Au-delà de l'horizon
Chapitre 3
Atilio
Tant de défenseurs, de parents timides, peureux, jaloux et j'adore les bons défis !
Près de là...
– Savez-vous qui est cet Atilio ? – Demande Guadalupe curieuse de cet homme qui l'a approchée.
– On dit qu'il est le nouveau propriétaire des terres du Commandant, je n'aime pas sa manière avec toi. Qu'est-ce qu'il te voulait ?
– Je ne sais pas comment dire Gabriel, je ne lui ai pas laissé le temps de dire grand-chose.
– Je vais demander à Ester de ne pas autoriser ces promenades, où avez-vous déjà vu une jeune fille se promener seule ? - Gabriel a montré la grande jalousie et la peur de perdre son ami à tout homme qui pourrait croiser son chemin.

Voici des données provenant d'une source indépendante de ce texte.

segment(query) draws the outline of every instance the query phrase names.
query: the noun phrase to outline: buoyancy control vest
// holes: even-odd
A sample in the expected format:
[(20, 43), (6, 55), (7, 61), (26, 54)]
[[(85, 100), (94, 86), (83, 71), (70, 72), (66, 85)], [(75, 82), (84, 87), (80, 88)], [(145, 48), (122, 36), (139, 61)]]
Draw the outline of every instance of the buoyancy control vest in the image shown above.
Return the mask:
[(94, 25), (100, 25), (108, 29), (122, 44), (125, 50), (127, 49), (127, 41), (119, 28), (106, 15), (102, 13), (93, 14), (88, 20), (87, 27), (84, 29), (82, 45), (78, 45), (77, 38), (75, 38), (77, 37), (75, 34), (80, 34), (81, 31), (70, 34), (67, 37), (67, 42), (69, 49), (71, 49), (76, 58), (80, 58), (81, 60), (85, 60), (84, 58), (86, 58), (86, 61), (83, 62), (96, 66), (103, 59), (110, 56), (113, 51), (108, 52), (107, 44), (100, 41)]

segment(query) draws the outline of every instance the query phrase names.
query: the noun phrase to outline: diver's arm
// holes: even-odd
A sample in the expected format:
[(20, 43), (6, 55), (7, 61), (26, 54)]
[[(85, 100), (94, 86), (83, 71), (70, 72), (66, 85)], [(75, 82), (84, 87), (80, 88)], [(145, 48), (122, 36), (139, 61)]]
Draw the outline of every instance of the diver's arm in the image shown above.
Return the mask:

– Si tu fais ça, je ne te parlerai plus jamais ! – a crié Guadalupe.
– Je veux te protéger Lupe (haleine lourde) Je ne veux plus jamais que ce type, ou qui que ce soit d'autre te regarde comme ça.

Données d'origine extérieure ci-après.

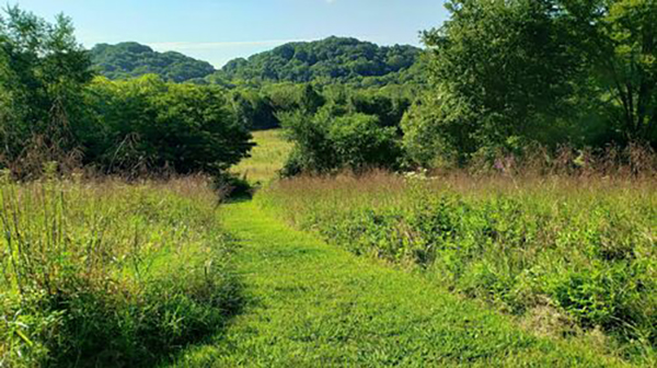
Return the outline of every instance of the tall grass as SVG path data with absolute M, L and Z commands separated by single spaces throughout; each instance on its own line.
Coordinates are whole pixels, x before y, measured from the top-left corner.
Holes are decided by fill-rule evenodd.
M 243 160 L 231 172 L 245 176 L 251 183 L 265 183 L 275 179 L 292 149 L 283 129 L 253 133 L 255 147 L 251 158 Z
M 0 183 L 0 366 L 150 366 L 240 304 L 201 177 Z
M 287 180 L 257 200 L 357 254 L 424 269 L 532 330 L 602 331 L 609 348 L 657 361 L 653 176 L 374 172 Z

– Même si tu le veux, tu ne peux pas me protéger du monde !
– Je veux juste te protéger de lui.
– Je sais me défendre. - Dit-elle toujours agacée.
Les deux sont arrivés en ville, quelque temps plus tard, ils sont rentrés chez eux, mais Gabriel n'est pas parti jusqu'à ce qu'il ait donné son message à ses parents et, bien sûr, lui ait parlé de l'approche de son rival envers elle.
– Guadalupe est déjà couchée, elle était fatiguée, la pauvre ! – dit Esther en s'asseyant à côté de Gabriel.
– Je ne veux pas qu'ils laissent cet homme s'approcher d'elle à nouveau... - Dit-il toujours furieux.
– Pensez-vous qu'il voulait plus que parler ? Un jour, il nous a invités à dîner chez lui, mais Leonel a refusé.
– Et il a bien fait (il se leva pensivement) que l'homme la regarda d'une certaine manière, je parie qu'il doit être habitué à déshonorer les filles de la ville et pense que Guadalupe est l'un de ces imbéciles.
– Il y aura toujours des hommes comme lui, mais notre Guadalupe sait se défendre. Dieu ne lui a pas donné moins que ce dont elle a besoin pour vivre, tu l'aimes tellement et comme je voudrais qu'elle me rende la pareille. - Ester a sympathisé avec la souffrance de Gabriel, ce serait bien s'il était le mari de sa fille unique.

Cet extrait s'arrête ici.